Meski dalam sejumlah kasus para pemberontak berada di belakang penembakan – gerakan separatisme telah berkembang di Papua sejak mereka diserahkan kepada Indonesia tahun 1969 – tapi banyak orang percaya bahwa bisa jadi militer ingin membenarkan kehadiran mereka di Papua dan ingin memeras lebih banyak uang dari Freeport.

Benny Wenda West-Papua-Aktivist
Benny Wenda, gigih menggelar kampanye damai di seluruh dunia meminta dukungan bagi Papua merdeka.Foto: Leon Neal/AFP/Getty Images

Perusahaan itu juga menghadapi tantangan dari dalam. Ribuan pekerja kontrak menggelar pemogokan selama tiga bulan pada 2011 yang melumpuhkan produksi, dan mengklaim mereka dibayar dengan gaji terendah diantara perusahaan Freeport lainnya di dunia. Aksi itu berakhir ketika perusahaan sepakat untuk menaikkan upah.

Meski menghadapi sejumlah kesulitan, Freeport bertekad untuk tetap bertahan di Grasberg, yang merupakan mahkota permata di perusahaan raksasa pertambangan itu.

Selama kunjungan ke Jakarta, Richard Adkerson, kepala eksekutif Freeport, menggambarkan Grasberg sebagai “sebuah aset terbesar bagi negeri“.

“Tak ada pikiran untuk pergi dari sini. Tak ada pikiran sama sekali,“ tambah dia.
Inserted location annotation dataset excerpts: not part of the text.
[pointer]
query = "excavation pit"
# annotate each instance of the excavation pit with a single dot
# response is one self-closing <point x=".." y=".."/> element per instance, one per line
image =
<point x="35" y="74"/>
Meski menyuarakan kekhawatiran, Freeport telah memberi sinyal kesediaan untuk memenuhi tuntutan pemerintah Indonesia, dengan baru-baru ini menandatangani sebuah nota kesepahaman untuk membangun tempat pengolahan tembaga dan sepakat membayar pajak lebih tinggi atas ekspor material mereka ke luar negeri.

Meski kelihatan lebih keras, tapi pemerintah Indonesia kelihatannya tidak ingin bermain-main dengan pembayar pajak besar seperti Freeport.

Semua pengamat, hanya punya sedikit keraguan bahwa kontrak Freeport akan diperpanjang dan perusahaan itu akan bertahan.

“Dugaan saya adalah Freeport akan mendapatkan apa yang mereka inginkan, tapi dengan sejumlah syarat,” kata seorang sumber pemerintah, sambil menambahkan bahwa para politisi Indonesia akan mencoba mendapat uang dari kesepakatan, untuk mendanai kampanye mereka di Pemilihan Umum 2014.